And she wasn’t about to ask whoever was at the front desk, either. How embarrassing would that be? _I think I was brought here last night, don’t know by who, and I was too plastered to remember anything. Can you help me?_ Like that would ever happen. She was just going to have to guess and check… if she could ever get herself to move.

“ _Pretty girl standing, outside in the summer heat, choosing her next move.”_

“Oh God, not this again.”

Orihime turned her head and saw an odd pair sitting on a bench nearby, staring right at her: a tall, lanky man with shoulder-length, wavy brown hair who absently stroked his goatee as he scrutinized her; and a thin girl with short blonde hair tinted green, as if she spent all of her time in the swimming pool.
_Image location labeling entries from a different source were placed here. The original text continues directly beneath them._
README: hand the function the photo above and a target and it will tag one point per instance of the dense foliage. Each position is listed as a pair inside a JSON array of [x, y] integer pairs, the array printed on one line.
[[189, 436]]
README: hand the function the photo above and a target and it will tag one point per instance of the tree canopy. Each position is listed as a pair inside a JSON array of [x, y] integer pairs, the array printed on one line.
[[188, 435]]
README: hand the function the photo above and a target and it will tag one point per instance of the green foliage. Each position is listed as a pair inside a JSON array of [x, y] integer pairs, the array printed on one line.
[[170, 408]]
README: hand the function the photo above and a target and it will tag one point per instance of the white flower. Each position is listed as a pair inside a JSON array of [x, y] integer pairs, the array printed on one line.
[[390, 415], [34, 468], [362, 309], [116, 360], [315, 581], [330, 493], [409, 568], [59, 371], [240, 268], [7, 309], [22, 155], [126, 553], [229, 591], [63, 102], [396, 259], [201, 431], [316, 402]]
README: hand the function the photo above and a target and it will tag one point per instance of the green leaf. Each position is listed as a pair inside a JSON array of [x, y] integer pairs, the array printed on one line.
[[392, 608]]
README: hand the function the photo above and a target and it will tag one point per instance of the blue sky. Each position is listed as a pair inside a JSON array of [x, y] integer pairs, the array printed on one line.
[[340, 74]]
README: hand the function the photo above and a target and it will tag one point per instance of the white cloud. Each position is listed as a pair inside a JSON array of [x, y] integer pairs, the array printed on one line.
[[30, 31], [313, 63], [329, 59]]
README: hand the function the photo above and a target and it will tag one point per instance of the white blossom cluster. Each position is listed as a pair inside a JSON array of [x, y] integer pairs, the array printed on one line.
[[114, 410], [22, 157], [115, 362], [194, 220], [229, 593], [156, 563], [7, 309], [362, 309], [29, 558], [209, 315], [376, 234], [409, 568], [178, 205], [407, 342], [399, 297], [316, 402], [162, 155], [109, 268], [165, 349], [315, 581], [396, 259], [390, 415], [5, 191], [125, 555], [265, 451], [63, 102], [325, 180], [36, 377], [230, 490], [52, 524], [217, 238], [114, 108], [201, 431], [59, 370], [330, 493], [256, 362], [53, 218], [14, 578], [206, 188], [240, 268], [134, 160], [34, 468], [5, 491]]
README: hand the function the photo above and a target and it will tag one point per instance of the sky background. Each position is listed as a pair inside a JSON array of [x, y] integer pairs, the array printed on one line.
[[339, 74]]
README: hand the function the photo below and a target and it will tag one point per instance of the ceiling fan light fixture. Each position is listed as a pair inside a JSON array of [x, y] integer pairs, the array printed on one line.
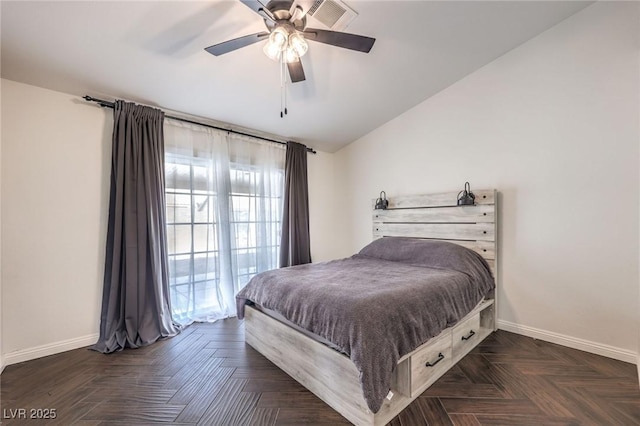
[[279, 37], [298, 44], [272, 51]]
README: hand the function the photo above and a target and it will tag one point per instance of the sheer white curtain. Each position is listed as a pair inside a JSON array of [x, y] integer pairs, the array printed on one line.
[[224, 206]]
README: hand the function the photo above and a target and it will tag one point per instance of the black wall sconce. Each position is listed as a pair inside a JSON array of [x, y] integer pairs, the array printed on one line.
[[382, 203], [466, 197]]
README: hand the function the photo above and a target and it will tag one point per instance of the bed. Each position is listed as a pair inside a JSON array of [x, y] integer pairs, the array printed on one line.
[[339, 360]]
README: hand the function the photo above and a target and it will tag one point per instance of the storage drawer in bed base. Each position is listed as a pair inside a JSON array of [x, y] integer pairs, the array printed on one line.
[[332, 376]]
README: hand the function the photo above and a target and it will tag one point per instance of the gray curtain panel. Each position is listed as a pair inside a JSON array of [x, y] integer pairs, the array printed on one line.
[[135, 299], [295, 247]]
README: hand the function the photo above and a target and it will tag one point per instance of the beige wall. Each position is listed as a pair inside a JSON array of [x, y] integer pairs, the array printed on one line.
[[322, 206], [55, 171], [1, 308], [55, 176], [553, 125]]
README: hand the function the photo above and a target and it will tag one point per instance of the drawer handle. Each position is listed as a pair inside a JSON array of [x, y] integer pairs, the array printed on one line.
[[469, 336], [431, 364]]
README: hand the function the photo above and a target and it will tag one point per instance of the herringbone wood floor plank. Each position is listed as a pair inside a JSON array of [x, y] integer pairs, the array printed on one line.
[[207, 375]]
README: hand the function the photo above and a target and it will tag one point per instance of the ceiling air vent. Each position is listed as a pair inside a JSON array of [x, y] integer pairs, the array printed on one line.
[[333, 13]]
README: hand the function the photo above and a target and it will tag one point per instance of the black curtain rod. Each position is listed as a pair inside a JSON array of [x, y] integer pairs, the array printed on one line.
[[109, 104]]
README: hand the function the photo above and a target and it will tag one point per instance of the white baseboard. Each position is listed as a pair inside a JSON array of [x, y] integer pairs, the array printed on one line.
[[571, 342], [49, 349]]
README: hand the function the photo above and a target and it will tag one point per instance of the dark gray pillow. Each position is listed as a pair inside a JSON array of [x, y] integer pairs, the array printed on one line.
[[428, 253]]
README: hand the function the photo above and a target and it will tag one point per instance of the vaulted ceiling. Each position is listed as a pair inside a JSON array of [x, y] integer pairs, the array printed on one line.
[[152, 52]]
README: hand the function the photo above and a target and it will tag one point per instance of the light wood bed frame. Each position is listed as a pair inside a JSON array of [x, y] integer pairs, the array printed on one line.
[[331, 375]]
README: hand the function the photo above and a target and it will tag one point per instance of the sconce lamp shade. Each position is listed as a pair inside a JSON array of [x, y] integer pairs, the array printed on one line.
[[382, 203], [466, 197]]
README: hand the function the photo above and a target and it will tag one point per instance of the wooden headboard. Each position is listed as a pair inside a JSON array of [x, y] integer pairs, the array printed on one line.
[[437, 217]]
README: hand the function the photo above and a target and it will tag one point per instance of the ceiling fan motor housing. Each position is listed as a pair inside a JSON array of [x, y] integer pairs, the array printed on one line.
[[281, 10]]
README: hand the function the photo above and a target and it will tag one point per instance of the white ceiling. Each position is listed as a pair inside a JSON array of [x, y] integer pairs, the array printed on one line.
[[152, 52]]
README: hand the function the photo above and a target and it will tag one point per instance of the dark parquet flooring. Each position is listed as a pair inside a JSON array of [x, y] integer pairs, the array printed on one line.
[[208, 376]]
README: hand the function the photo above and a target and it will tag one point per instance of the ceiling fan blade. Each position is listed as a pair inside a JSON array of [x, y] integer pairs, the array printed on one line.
[[345, 40], [296, 72], [259, 8], [236, 43]]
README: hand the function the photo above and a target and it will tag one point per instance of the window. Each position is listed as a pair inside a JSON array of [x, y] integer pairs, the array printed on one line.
[[223, 227]]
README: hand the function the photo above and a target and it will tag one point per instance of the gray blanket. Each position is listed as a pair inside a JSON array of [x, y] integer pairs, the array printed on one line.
[[379, 304]]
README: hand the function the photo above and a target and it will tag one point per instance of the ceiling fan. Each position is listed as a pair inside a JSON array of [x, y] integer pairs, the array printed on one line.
[[287, 33]]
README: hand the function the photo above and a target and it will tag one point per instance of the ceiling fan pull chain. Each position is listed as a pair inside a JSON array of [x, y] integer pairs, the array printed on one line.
[[281, 85]]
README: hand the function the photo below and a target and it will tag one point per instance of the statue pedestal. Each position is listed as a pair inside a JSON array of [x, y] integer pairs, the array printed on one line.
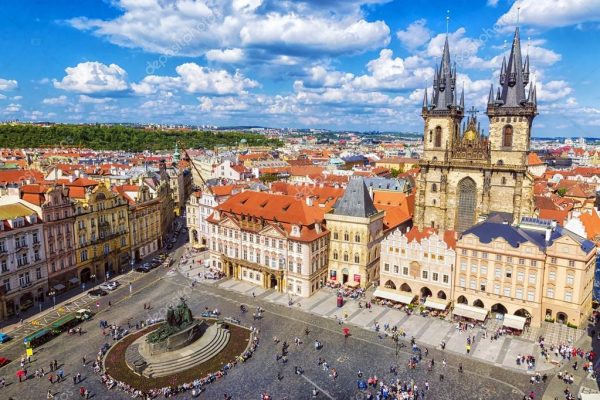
[[175, 341]]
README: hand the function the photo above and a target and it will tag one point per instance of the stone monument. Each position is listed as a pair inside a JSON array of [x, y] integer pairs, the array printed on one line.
[[179, 330]]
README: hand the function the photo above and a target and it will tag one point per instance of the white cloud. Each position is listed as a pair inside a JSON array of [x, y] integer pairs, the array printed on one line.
[[8, 84], [552, 90], [307, 35], [389, 73], [415, 35], [94, 100], [552, 13], [93, 77], [462, 48], [54, 101], [193, 78], [225, 56], [191, 28], [12, 108]]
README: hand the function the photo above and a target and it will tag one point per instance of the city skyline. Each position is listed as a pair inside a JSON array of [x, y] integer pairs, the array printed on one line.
[[259, 62]]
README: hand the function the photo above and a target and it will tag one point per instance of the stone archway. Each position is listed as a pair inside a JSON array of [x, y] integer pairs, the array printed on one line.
[[425, 292], [521, 312], [562, 318], [390, 285], [466, 193], [499, 309], [478, 303]]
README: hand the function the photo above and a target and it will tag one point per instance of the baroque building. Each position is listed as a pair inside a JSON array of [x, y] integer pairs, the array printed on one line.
[[465, 175], [357, 229]]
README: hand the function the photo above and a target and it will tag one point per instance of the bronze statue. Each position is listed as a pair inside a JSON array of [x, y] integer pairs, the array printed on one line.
[[176, 320]]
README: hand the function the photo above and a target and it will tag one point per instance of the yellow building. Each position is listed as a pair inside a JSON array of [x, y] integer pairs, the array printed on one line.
[[356, 232], [529, 273], [101, 233], [145, 232]]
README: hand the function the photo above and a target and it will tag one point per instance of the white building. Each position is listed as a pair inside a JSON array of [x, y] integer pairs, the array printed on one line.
[[418, 263], [23, 270], [273, 241], [199, 207]]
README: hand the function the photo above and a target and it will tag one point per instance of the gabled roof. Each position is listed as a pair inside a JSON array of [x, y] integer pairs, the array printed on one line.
[[533, 159], [356, 201]]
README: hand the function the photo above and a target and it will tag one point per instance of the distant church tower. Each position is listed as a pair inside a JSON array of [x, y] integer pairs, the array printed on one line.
[[464, 174]]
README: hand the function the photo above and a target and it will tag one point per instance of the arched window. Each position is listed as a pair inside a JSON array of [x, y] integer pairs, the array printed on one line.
[[507, 136], [467, 203], [438, 136]]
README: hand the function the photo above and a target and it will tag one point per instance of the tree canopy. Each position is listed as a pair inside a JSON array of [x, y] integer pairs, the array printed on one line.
[[115, 137]]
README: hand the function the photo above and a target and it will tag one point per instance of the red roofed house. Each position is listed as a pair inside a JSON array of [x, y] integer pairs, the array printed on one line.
[[535, 166], [417, 264], [270, 240]]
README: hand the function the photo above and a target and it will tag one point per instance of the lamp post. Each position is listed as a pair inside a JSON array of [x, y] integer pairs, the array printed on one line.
[[53, 294]]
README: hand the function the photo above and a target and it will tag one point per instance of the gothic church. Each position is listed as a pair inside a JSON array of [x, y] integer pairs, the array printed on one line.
[[465, 175]]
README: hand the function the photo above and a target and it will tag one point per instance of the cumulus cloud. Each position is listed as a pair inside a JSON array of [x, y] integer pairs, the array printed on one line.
[[93, 77], [226, 55], [415, 35], [552, 13], [191, 28], [8, 84], [55, 101], [193, 78], [552, 90]]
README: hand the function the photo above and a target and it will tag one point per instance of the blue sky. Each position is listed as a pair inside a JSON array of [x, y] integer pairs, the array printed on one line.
[[339, 64]]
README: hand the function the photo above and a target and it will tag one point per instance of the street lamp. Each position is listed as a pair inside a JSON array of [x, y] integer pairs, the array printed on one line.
[[53, 294]]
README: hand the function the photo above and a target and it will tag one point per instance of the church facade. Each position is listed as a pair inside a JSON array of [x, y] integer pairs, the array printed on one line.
[[465, 175]]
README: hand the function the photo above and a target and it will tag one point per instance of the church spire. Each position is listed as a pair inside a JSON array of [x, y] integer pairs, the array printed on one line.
[[444, 82], [514, 76]]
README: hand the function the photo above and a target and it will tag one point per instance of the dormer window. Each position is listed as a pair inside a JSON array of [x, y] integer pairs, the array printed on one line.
[[295, 230]]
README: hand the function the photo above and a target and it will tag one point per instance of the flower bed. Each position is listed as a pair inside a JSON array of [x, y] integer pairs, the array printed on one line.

To Orihime’s horror, the girl was dressed in attire far too risqué for someone who looked like they were barely out of elementary school. “What?” the man was saying, directing his attention to the girl, who was shaking her head. “I thought it was pretty good for an improvised haiku.”

“A haiku shouldn’t be so obvious, Starrk. _Good_ poetry is filled with illusory details, metaphors and comparisons that one would have to dig deep to decipher, not some random-ass daytime observation,” she replied, then looked back at Orihime. “Don’t mind us,” she said.
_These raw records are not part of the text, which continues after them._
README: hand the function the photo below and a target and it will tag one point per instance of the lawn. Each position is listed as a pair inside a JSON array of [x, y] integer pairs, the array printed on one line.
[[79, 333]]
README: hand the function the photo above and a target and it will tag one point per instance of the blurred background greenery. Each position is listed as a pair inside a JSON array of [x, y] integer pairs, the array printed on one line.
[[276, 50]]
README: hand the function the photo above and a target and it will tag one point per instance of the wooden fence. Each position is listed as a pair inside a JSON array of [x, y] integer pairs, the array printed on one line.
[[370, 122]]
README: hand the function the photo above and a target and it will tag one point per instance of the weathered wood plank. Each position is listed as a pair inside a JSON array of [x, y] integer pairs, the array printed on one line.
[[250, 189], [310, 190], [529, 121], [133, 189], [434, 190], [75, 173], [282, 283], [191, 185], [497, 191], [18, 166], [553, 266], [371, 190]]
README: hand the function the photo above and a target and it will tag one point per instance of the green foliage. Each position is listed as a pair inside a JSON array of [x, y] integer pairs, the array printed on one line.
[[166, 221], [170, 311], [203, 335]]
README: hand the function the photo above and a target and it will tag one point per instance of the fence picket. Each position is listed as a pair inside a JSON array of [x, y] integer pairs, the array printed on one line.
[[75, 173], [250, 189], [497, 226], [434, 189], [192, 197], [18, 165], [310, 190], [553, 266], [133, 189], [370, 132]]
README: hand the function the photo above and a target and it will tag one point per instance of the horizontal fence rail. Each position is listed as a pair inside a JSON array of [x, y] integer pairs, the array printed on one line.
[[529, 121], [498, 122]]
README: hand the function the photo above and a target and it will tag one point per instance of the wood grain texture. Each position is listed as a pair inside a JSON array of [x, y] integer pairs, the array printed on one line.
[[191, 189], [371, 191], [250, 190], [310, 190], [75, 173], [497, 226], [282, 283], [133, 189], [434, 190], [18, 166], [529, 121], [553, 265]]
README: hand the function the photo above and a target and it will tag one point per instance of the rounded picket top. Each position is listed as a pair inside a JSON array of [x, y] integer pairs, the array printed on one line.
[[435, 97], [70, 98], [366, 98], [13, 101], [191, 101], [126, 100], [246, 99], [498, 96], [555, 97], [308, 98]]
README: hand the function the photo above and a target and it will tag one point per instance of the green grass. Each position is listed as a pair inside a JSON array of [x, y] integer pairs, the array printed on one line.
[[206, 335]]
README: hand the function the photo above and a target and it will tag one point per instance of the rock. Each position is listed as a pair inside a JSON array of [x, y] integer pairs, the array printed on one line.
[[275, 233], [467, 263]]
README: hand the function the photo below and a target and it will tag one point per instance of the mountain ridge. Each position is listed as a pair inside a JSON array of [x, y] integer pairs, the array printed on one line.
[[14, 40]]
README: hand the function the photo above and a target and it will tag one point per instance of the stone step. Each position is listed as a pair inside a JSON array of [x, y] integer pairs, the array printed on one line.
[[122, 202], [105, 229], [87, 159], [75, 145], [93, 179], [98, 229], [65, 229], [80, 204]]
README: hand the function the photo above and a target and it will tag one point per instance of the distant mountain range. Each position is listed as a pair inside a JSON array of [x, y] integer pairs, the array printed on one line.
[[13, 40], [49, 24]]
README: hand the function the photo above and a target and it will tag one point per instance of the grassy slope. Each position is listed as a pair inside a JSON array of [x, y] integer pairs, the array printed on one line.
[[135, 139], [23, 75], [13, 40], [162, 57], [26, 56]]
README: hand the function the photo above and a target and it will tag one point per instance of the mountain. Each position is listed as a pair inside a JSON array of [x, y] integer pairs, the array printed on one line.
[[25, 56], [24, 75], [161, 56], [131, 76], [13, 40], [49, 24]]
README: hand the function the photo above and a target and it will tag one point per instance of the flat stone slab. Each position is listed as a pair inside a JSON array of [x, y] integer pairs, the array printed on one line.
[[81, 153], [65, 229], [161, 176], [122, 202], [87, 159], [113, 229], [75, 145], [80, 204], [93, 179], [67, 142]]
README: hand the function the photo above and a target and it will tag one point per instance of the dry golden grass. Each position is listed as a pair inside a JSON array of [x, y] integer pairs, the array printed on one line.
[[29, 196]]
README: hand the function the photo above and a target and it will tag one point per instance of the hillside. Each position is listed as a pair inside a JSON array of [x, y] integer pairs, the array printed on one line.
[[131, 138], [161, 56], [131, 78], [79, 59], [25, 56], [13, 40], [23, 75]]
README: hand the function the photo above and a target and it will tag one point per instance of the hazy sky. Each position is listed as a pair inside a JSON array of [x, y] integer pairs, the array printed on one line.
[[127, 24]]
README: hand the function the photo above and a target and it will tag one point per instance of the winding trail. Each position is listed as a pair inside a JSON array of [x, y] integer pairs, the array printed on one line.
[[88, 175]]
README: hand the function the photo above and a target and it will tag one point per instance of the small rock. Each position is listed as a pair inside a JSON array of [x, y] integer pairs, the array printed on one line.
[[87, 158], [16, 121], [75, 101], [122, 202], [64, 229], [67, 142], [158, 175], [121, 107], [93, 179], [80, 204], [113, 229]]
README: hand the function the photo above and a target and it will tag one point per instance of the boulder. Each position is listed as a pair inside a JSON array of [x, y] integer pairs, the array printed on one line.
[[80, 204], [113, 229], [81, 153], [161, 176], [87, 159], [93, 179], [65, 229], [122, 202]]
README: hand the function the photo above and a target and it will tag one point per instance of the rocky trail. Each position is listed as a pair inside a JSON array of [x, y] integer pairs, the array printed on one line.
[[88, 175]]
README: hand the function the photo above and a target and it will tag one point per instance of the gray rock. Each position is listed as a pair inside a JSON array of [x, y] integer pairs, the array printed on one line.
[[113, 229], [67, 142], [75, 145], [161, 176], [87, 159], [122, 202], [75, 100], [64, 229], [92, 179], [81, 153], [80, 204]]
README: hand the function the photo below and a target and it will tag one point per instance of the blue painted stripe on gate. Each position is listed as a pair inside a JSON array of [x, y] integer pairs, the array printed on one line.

“Err, right.” Orihime swore under her breath. She’d forgotten that the point of sneaking back to a place was to remain unseen, and here she’d allowed herself to not only be seen, but _improvised_ about. Trepidation or not, she had to keep moving. She gathered her guts, walked into the shade of the building, and pulled open the lobby’s glass door. There was hardly anybody on the first floor now: a few elderly people getting their mail, and a busy-looking man on a cell phone, running out into the sunny day. At the help desk, a man with silver hair and eyes that were so narrow that they could have been closed gave her a creepy smile. She quickly looked away.

Now then, she had to get to the elevators. Luckily, they were right at the end of the lobby. She made her way over to them. Her heels clacked loudly against the tiled floor, which made her wish she had changed her shoes at least. Damn things, causing such a racket. And they didn’t help her foot pain one bit.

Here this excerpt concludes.